BONDOWOSO – Rencana Pembangunan Jangka Menengah Daerah (RPJMD) Bondowoso menuai sorotan lantaran dianggap tidak mencerminkan visi, misi dan program kerja Bupati Terpilih KH Salwa Arifin.

Jika tidak ada perubahan, maka program-program bupati terpilih tidak akan terakomodir dalam program Organisasi Perangkat Daerah (OPD) selama lima tahun ke depan. Tak heran, beberapa bulan terakhir tarik ulur antara Bupati terpilih, Badan Perencanaan Pembangunan Daerah (Bappeda) serta OPD. Ada dugaan slow respon dari Bappeda serta beberapa OPD dalam pembahasan RPJMD tahun 2018 hingga 2023.

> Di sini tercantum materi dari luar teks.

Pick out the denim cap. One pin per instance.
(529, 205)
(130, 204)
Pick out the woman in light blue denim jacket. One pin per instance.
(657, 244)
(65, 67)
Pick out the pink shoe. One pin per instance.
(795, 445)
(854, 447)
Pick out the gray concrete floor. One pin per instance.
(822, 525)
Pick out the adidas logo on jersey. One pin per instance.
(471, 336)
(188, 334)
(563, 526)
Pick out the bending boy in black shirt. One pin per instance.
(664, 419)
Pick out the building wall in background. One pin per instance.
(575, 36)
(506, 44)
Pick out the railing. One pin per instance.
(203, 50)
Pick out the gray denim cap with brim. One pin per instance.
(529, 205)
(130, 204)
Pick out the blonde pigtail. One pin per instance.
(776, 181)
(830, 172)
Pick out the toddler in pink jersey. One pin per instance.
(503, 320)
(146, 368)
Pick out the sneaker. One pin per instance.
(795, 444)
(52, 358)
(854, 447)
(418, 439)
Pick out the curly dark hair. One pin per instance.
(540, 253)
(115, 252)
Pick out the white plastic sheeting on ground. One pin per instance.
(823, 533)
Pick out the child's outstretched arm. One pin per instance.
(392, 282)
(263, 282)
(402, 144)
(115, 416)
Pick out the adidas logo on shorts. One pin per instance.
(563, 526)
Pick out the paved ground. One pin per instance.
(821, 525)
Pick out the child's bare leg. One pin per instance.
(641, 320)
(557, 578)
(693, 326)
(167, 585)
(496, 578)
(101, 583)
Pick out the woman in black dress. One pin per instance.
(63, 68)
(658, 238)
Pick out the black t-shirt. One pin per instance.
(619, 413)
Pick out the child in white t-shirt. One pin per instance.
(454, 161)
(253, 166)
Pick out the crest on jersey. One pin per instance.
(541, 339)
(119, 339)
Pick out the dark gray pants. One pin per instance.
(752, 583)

Hal tersebut disampaikan anggota tim transisi kepemerintahan dari unsur akademisi Hermanto Rohman. Dia menjelaskan bahwa OPD masih menggunakan perspektif indikatornya sendiri.

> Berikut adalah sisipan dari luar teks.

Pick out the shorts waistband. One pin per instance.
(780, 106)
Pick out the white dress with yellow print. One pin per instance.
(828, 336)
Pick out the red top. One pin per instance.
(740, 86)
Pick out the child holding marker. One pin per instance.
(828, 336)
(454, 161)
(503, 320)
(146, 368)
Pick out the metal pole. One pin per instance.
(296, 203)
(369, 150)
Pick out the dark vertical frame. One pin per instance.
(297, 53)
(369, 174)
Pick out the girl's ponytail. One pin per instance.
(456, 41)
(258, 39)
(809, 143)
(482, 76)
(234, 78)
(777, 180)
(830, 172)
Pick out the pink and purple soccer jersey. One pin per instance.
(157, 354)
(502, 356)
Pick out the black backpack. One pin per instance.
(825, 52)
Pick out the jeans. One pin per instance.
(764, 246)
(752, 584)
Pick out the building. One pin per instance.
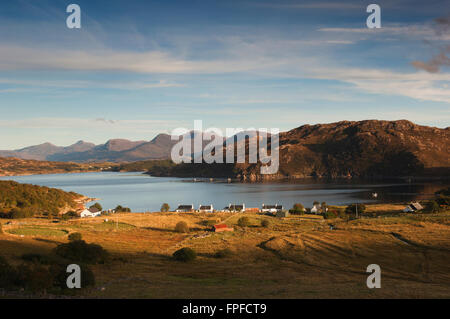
(413, 207)
(206, 209)
(221, 228)
(283, 213)
(317, 209)
(235, 208)
(91, 212)
(271, 208)
(185, 208)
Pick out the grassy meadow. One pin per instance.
(294, 257)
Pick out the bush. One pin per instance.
(75, 237)
(36, 258)
(329, 215)
(34, 277)
(244, 222)
(182, 227)
(432, 207)
(80, 251)
(69, 215)
(165, 208)
(98, 206)
(298, 209)
(443, 200)
(223, 253)
(351, 209)
(8, 275)
(120, 209)
(185, 254)
(209, 222)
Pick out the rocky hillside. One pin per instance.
(347, 149)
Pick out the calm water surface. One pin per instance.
(145, 193)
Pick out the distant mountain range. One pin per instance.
(347, 149)
(115, 150)
(342, 149)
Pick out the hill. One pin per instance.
(115, 150)
(24, 200)
(15, 166)
(371, 148)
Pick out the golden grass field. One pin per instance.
(295, 257)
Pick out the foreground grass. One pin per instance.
(296, 257)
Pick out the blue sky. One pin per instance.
(138, 68)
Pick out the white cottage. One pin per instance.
(413, 207)
(91, 212)
(206, 209)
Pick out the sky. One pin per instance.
(137, 68)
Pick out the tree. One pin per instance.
(355, 208)
(298, 208)
(98, 206)
(165, 208)
(75, 237)
(182, 227)
(432, 207)
(185, 254)
(243, 221)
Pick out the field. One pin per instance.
(294, 257)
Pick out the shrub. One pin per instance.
(34, 277)
(8, 275)
(298, 209)
(223, 253)
(75, 237)
(209, 222)
(80, 251)
(185, 254)
(432, 207)
(182, 227)
(165, 208)
(36, 258)
(244, 222)
(98, 206)
(329, 215)
(443, 200)
(120, 209)
(69, 215)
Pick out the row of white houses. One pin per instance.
(230, 208)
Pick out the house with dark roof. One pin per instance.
(413, 207)
(271, 208)
(235, 208)
(221, 228)
(185, 208)
(91, 212)
(206, 209)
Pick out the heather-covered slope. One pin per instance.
(347, 149)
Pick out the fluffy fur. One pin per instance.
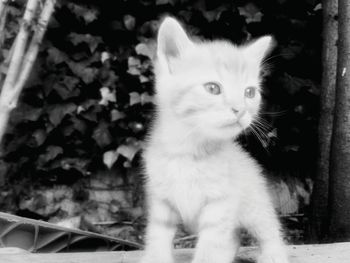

“Kalau indikator tersebut masih memakai versi lama, maka semua visi misi Bupati terpilih tidak akan sepenuhnya tercover selama lima tahun kedepan. Maka dari itu, Bupati harus bisa memanggil kembali Bappeda dan semua OPD untuk berkoordinasi ulang agar semua yang ada di RPJMD itu bisa diatur ulang sesuai kebutuhan pemerintah selama lima tahun kedepan,” terangnya pada sejumlah awak media, Rabu (12/12/2018).

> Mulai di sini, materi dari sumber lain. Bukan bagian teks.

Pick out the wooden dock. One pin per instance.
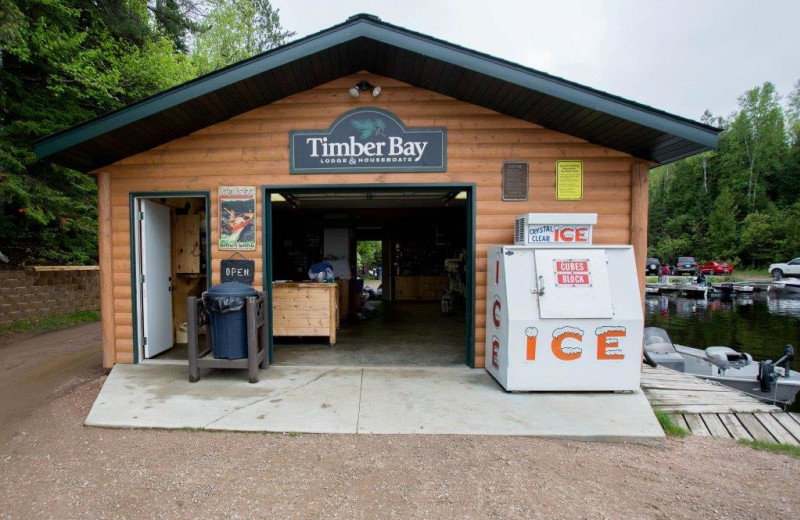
(707, 408)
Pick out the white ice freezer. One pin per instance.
(563, 318)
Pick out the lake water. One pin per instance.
(760, 324)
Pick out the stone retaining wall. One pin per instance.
(27, 294)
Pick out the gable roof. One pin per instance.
(364, 42)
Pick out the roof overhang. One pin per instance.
(364, 42)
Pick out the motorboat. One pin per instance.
(768, 381)
(791, 285)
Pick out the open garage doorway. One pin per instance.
(401, 259)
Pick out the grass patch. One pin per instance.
(52, 323)
(774, 447)
(668, 425)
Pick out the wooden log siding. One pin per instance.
(252, 149)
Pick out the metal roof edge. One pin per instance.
(548, 84)
(189, 90)
(370, 26)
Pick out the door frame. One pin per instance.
(138, 354)
(470, 226)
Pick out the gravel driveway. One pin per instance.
(53, 467)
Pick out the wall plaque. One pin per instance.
(515, 181)
(368, 140)
(569, 180)
(237, 271)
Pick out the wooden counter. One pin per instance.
(305, 309)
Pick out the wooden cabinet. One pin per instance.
(419, 288)
(305, 309)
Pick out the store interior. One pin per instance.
(401, 294)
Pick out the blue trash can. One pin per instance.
(226, 307)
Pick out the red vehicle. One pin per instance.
(715, 267)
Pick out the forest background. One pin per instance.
(64, 62)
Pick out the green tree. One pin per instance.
(62, 64)
(758, 239)
(368, 255)
(739, 201)
(722, 226)
(235, 30)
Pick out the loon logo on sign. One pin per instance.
(368, 140)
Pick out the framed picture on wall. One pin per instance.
(237, 218)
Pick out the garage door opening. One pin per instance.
(400, 260)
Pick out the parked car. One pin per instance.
(652, 267)
(791, 268)
(685, 265)
(715, 267)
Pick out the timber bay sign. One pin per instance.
(368, 140)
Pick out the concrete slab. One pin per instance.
(462, 400)
(307, 399)
(376, 400)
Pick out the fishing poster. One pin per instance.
(237, 218)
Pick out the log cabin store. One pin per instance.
(358, 176)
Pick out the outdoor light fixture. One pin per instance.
(363, 86)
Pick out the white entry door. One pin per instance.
(155, 281)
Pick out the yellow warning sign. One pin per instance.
(569, 180)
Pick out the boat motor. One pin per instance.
(766, 375)
(786, 361)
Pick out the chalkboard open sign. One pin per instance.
(242, 271)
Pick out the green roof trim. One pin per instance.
(655, 135)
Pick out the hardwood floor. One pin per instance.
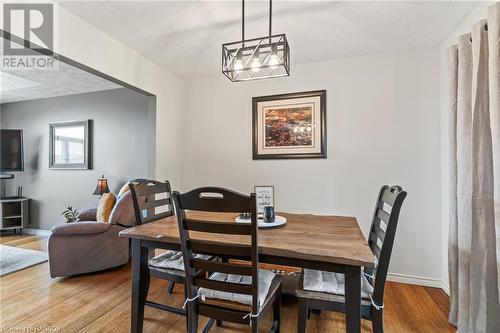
(30, 301)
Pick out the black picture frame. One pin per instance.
(307, 94)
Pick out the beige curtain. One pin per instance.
(474, 115)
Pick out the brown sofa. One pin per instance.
(89, 246)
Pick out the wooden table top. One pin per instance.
(331, 239)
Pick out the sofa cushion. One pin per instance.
(123, 213)
(87, 215)
(80, 228)
(105, 207)
(123, 190)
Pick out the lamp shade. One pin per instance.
(102, 186)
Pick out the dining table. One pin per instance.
(320, 242)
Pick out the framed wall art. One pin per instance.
(289, 125)
(70, 145)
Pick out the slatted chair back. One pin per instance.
(152, 200)
(214, 199)
(382, 233)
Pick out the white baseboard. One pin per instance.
(421, 281)
(446, 288)
(39, 232)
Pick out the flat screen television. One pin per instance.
(11, 150)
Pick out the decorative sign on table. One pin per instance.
(289, 125)
(264, 197)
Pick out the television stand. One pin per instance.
(14, 214)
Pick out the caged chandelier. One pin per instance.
(258, 58)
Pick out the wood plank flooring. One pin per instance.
(30, 301)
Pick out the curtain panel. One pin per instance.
(474, 160)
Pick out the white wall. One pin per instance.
(383, 115)
(86, 44)
(118, 149)
(476, 15)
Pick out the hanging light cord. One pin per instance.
(243, 20)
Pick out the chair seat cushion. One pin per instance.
(172, 260)
(332, 283)
(265, 280)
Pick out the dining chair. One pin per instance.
(152, 202)
(319, 290)
(227, 290)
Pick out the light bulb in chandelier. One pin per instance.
(274, 60)
(238, 66)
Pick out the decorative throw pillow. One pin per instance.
(123, 213)
(105, 207)
(87, 215)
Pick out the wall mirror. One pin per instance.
(70, 145)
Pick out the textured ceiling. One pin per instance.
(19, 85)
(185, 37)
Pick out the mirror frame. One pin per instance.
(86, 165)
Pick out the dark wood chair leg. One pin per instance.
(277, 311)
(170, 288)
(377, 321)
(353, 299)
(302, 320)
(192, 319)
(140, 277)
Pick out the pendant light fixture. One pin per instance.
(257, 58)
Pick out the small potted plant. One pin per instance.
(70, 214)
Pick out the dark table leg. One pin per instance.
(139, 284)
(353, 298)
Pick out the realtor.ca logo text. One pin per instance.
(30, 36)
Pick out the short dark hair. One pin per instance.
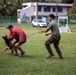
(52, 16)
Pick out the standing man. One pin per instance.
(20, 37)
(55, 38)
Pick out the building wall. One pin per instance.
(32, 9)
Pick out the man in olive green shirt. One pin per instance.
(55, 38)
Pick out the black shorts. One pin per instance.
(17, 41)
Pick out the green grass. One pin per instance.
(34, 62)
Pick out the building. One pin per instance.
(58, 0)
(37, 10)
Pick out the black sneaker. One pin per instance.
(22, 53)
(50, 55)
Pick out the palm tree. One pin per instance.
(6, 8)
(72, 10)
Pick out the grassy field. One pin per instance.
(34, 62)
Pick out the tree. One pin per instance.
(72, 10)
(6, 8)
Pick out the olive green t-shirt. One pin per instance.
(53, 26)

Hermanto juga menjelaskan bahwa dalam RPJMD masih dibutuhkan penjelasan-penjelasan. Semisal di bidang pariwisata yang hanya fokus pada tingkat bertambahnya pengunjung.

“Kalau memang dalam rencana tersebut hanya menginginkan bertambahnya pengunjung, menurut saya itu sangat gampang, kita tinggal adakan event di setiap wisata, maka dengan begitu masyarakat akan berbondong-bondong untuk hadir. Itu merupakan rancangan yang kurang relevan, seharusnya perbaiki dulu infrastruktur pendukung wisata seperti jalan dan lain-lain, karena pengunjung akan berwisata apabila akses jalan bagus,” tuturnya.

Sementara itu, anggota DPRD H. Saiful Bahri Husnan yang juga menjabat Sekretaris DPC PPP mengungkapkan kekecewaanya terhadap Bappeda dan beberapa OPD terkait pembahasan RPJMD yang begitu lambat.

“Saya sangat kecewa, karena sampai saat ini masih banyak visi misi Bupati yang belum tertuang di RPJMD, salah satu contoh kenaikan guru ngaji dan Bosda Madin, saya menduga OPD hanya mementingkan programnya sendiri tanpa memikirkan visi misi beliau, mereka hanya berfikir bagaimana menggunakan anggaran yang begitu besar tanpa memikirkan capaian-capaian dari program tersebut,” tegas Gus Syef panggilan akrabnya.